Henry wondered if Miss Lowell had once been in love. Had she had her heart broken, too? For a moment, he pictured himself fifteen years from now, as alone in the world as Miss Lowell, living in rented rooms and seeking purpose in his life. He felt bad for judging Miss Lowell’s situation, but he did not want to live the rest of his life as he had this last year—without companionship, without a family of his own. He could
only
picture his future with Fanny. To remove her from the vision caused the entirety of it to fade away.

“What can I do?” he whispered, wondering at the wisdom of asking a spinster for advice in love. “I cannot give up.”

Miss Lowell regarded him for some time. “Well, if giving up is not an option, then perhaps the best you can do is learn patience. She is young. Give her time to better understand the world and to see your virtues.”

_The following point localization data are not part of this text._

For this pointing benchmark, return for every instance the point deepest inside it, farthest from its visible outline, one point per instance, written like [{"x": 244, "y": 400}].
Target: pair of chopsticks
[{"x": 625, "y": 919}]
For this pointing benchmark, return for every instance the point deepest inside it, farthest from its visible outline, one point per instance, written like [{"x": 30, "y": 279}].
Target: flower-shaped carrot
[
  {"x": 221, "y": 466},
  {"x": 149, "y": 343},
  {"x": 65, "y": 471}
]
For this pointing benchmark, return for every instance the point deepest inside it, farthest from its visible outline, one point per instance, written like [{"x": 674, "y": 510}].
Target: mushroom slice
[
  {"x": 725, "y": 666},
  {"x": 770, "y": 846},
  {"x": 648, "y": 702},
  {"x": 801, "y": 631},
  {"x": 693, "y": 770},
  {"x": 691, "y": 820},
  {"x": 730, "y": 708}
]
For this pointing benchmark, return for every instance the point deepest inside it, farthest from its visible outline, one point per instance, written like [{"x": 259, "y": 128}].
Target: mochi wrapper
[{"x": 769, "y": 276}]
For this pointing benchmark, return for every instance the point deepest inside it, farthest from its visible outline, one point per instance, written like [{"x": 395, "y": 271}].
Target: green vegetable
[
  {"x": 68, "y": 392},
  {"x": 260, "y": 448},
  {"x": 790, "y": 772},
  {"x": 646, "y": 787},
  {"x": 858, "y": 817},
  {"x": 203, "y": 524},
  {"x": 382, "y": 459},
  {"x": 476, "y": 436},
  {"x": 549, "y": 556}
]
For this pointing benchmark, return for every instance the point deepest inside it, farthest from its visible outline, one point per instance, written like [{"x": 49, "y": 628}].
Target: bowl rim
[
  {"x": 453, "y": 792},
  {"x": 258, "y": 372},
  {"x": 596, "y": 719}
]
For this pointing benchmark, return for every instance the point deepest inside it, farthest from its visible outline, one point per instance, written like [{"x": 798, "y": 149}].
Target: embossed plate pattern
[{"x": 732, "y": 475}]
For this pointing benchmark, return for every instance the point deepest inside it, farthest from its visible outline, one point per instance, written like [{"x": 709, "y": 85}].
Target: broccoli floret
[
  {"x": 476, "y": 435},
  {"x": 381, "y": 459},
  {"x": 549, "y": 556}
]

Henry nodded. Yes, he needed patience. She was barely twenty years of age. She enjoyed dancing and parties—frivolous things that Henry had no interest in. As she matured, she would turn more fully toward her intellectual interests, and then Henry would be an asset.

“But you must respect her wishes,” Miss Lowell added. “You cannot force her heart to change.”

He frowned in frustration. “Her wishes are to marry a rich man who has never been married before and is closer to her own age. I can change none of those things, but I feel certain—to my very core—that she is the woman who can make me happy.” He stilled, allowing the passion he felt to be rejected by any part of him that did not agree. Nothing disagreed. He and Fanny were meant to be together.

“To truly love someone means that you place their happiness above your own. Thus far I have only heard you speak of your happiness.”

Henry thought on that a moment. “You think I am being selfish?”

“I think that if you said to Miss Appleton what you’ve explained to me, she may have felt that
your
happiness was your only objective.”

Henry reviewed what he’d said to Fanny and felt the painful truth of Miss Lowell’s assessment. He had told Fanny she had healed him, lifted him, and remedied his solitude. Of course his intent had been to compliment her, but had it come across as selfish?
Was
it selfish? The rising self-recrimination brought panic into his chest. Had he acted rashly and destroyed whatever chance he might have had if he’d gone about things differently?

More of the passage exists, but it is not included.